Dueto da tarde (CXXX)

Nenhuma dúvida sobre a dúvida nenhuma: é um sonho e a gente acorda.
As paisagens, as pessoas, os amores, os amanhãs, as dores, gostos e contragostos estão ai... E são enigmas.
Levamos as imagens no coração e o coração às imagens, como se ele pudesse animá-las.
São os santos de barro, são as casas de pedras; no alto na nuvem ou no centro da terra, alguém sério atenta irrequieto.
É preciso dominar o que é preciso e nos domina, pensa. Mas enquanto pensa, o que é preciso age com precisão. 
Na exaustão da procura descansa na consequência; na observação da essência se agarra na sua própria construção.
Cobra engolindo a si mesma com a mesma frequência da rejeição. Refeição indigesta. Gesta de sapo ao sol.

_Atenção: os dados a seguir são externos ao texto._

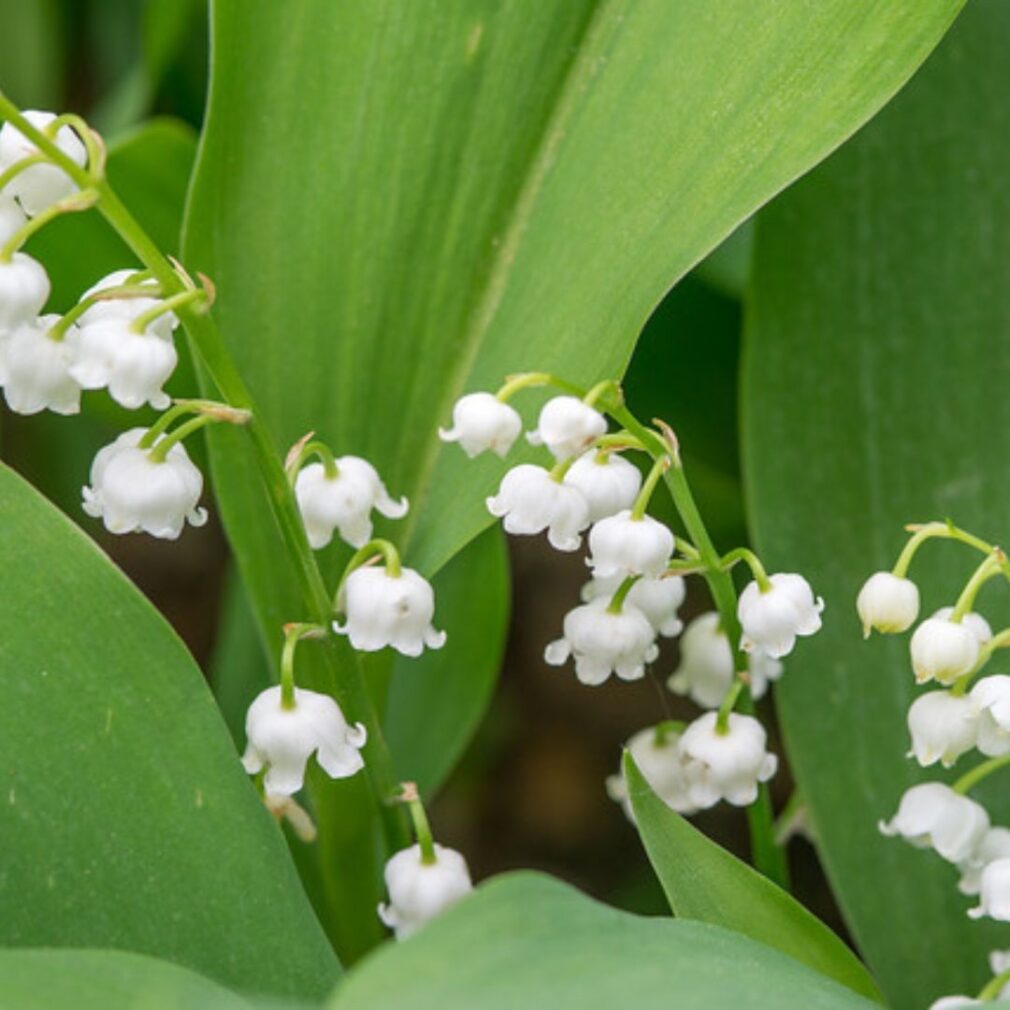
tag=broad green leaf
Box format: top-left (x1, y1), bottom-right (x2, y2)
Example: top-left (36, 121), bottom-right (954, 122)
top-left (331, 874), bottom-right (875, 1010)
top-left (0, 468), bottom-right (338, 996)
top-left (0, 949), bottom-right (254, 1010)
top-left (184, 0), bottom-right (961, 961)
top-left (743, 0), bottom-right (1010, 1010)
top-left (623, 752), bottom-right (883, 1002)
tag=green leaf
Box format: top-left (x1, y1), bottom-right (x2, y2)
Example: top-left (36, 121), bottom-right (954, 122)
top-left (743, 0), bottom-right (1010, 1008)
top-left (623, 752), bottom-right (883, 1002)
top-left (0, 949), bottom-right (256, 1010)
top-left (0, 468), bottom-right (338, 996)
top-left (332, 874), bottom-right (875, 1010)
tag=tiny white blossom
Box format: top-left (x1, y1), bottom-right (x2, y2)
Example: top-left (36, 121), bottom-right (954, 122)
top-left (679, 712), bottom-right (779, 810)
top-left (607, 726), bottom-right (697, 824)
top-left (70, 316), bottom-right (179, 410)
top-left (877, 782), bottom-right (989, 865)
top-left (908, 615), bottom-right (979, 685)
top-left (295, 456), bottom-right (408, 550)
top-left (83, 428), bottom-right (207, 540)
top-left (526, 396), bottom-right (607, 460)
top-left (582, 575), bottom-right (687, 638)
top-left (908, 690), bottom-right (977, 768)
top-left (957, 827), bottom-right (1010, 892)
top-left (379, 842), bottom-right (474, 940)
top-left (971, 674), bottom-right (1010, 758)
top-left (855, 572), bottom-right (919, 638)
top-left (0, 315), bottom-right (81, 414)
top-left (487, 463), bottom-right (589, 550)
top-left (0, 110), bottom-right (87, 217)
top-left (736, 573), bottom-right (824, 660)
top-left (586, 509), bottom-right (674, 579)
top-left (333, 566), bottom-right (445, 655)
top-left (242, 687), bottom-right (367, 796)
top-left (0, 253), bottom-right (49, 329)
top-left (565, 449), bottom-right (641, 522)
top-left (438, 393), bottom-right (522, 459)
top-left (968, 856), bottom-right (1010, 922)
top-left (666, 610), bottom-right (783, 708)
top-left (543, 597), bottom-right (660, 685)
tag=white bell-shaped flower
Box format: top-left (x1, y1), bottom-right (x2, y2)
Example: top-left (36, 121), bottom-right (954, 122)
top-left (333, 566), bottom-right (445, 655)
top-left (0, 315), bottom-right (81, 414)
top-left (736, 573), bottom-right (824, 660)
top-left (877, 782), bottom-right (989, 865)
top-left (908, 690), bottom-right (977, 768)
top-left (83, 428), bottom-right (207, 540)
top-left (855, 572), bottom-right (919, 638)
top-left (242, 687), bottom-right (367, 796)
top-left (0, 193), bottom-right (26, 246)
top-left (565, 449), bottom-right (641, 522)
top-left (607, 726), bottom-right (697, 824)
top-left (908, 615), bottom-right (980, 685)
top-left (968, 856), bottom-right (1010, 922)
top-left (678, 712), bottom-right (779, 810)
top-left (587, 509), bottom-right (674, 579)
top-left (971, 674), bottom-right (1010, 758)
top-left (379, 842), bottom-right (474, 940)
top-left (70, 316), bottom-right (179, 410)
top-left (526, 396), bottom-right (607, 460)
top-left (582, 575), bottom-right (687, 638)
top-left (0, 253), bottom-right (49, 329)
top-left (438, 393), bottom-right (522, 459)
top-left (0, 110), bottom-right (88, 217)
top-left (295, 456), bottom-right (409, 550)
top-left (78, 270), bottom-right (179, 340)
top-left (543, 598), bottom-right (660, 686)
top-left (667, 611), bottom-right (783, 708)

Nenhum equívoco no invólucro nada lúcido de uma fidúcia infinda: não há dúvida quando só se vê o que se quer ver.
As costas à frente, a frente deixada para trás. E a certeza da certeza, que não separa separação de afastamento.
Alguns enigmas da vida vão se desfazendo pelo caminho, deixando michas que ao longo do tempo vão se unindo até formar um novo enigma.
O que resta de dúvida é um lago. Nele os peixes da sobrevivência crescem até serem fisgados e acabarem na mesa das satisfações, engordando o comodismo e como dito: Gesta de sapo ao sol.